Introduction. External evaluation of published tacrolimus population pharmacokinetic models (n=17) highlighted that no available model accurately describes tacrolimus disposition in heart transplant (HTX) recipients, both with and without concomitant azole antifungal therapy.1 Concomitant azole antifungal therapy alters tacrolimus disposition substantially necessitating dose adjustments. The incorporation of azole antifungal use as a covariate may improve model-predicted tacrolimus exposure. The ability to optimise tacrolimus therapy in HTX recipients through model-informed precision dosing holds great promise to improve patient outcomes.
Aim. To develop and evaluate a population pharmacokinetic model for tacrolimus in HTX recipients, with and without concomitant azole antifungal therapy.
Methods. Data from HTX recipients in 2017 (1369 tacrolimus concentrations) and 2018 (1205 concentrations) administered the oral immediate-release formulation of tacrolimus (Prograf®) were obtained up to 391 days post-HTX. Due to data sparseness, the PRIOR approach was employed to support the estimation of pharmacokinetic parameters (absorption rate constant [Ka], lag time, central volume of distribution [V1], intercompartmental CL [Q], peripheral volume of distribution [V2], clearance [CL]) using values from two published models (Model 7 (M7)2 and Model 13 (M13)3)). These two models have previously displayed acceptable accuracy in predicting tacrolimus exposure in HTX recipients receiving concomitant azole antifungal therapy.1 Both models were implemented in NONMEM v7.4.3 and independently tested on data from HTX recipients in 2018 using the PRIOR NWPRI subroutine. The azole antifungal effect on tacrolimus CL and bioavailability were investigated. Internal evaluation of the updated models was assessed using prediction-corrected visual predictive check, pcVPC. The updated models were externally evaluated (NONMEM, FOCEI, MAXEVAL=0) using prediction-based metrics (bias and precision) and simulation-based metrics (pcVPC) using data from HTX recipients in 2017.
Results. Concomitant azole antifungal therapy influenced tacrolimus bioavailability for both updated M7 and M13. Pharmacokinetic parameter estimates for updated M7 were close to the prior values with the exception of CL (44 L/h vs. 21 L/h; original vs. updated model). Between-subject variability (BSV) in the V1 increased (144% vs. 535%). Internal and external evaluation (pcVPC) displayed that updated M7 inadequately described the data. In contrast, the pharmacokinetic parameter estimates for updated M13 were close to the prior values except for Ka (0.579 vs. 1.63). Internal evaluation showed that updated M13 adequately described the data.
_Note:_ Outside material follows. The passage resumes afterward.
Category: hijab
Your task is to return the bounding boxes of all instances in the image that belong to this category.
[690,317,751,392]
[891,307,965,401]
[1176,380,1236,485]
External evaluation of updated M13 using Bayesian forecasting approach displayed that the bias and precision with concomitant azole antifungal (1081 tacrolimus concentrations) were -3% (95%CI: -4.4−-1.7) and 13% (95%CI: 12.3−14.1) and, without concomitant azole antifungal (288 concentrations) were 0.1% (95%CI: -3.5−6.1) and 21% (95%CI: 18.0−24.0), respectively. The pcVPC adequately described the data.
Conclusion. Of the two models assessed, updated M13 adequately described tacrolimus disposition in HTX recipients. The incorporation of concomitant azole antifungal therapy as a covariate on bioavailability improved model performance. Prospective evaluation is required to assess the clinical utility of updated M13.
1Kirubakaran et al (2019) External evaluation of population pharmacokinetic models of tacrolimus in adult heart transplant recipients [Oral Presentation]. ASCEPT-PAGANZ Joint Scientific Meeting, Queenstown, New Zealand;
2Lu et al (2019) Br J Clin Pharmacol 85(8), 1692-1703;
3Sikma et al (2020) Eur J Drug Metab Pharmacokinet 45, 123-134.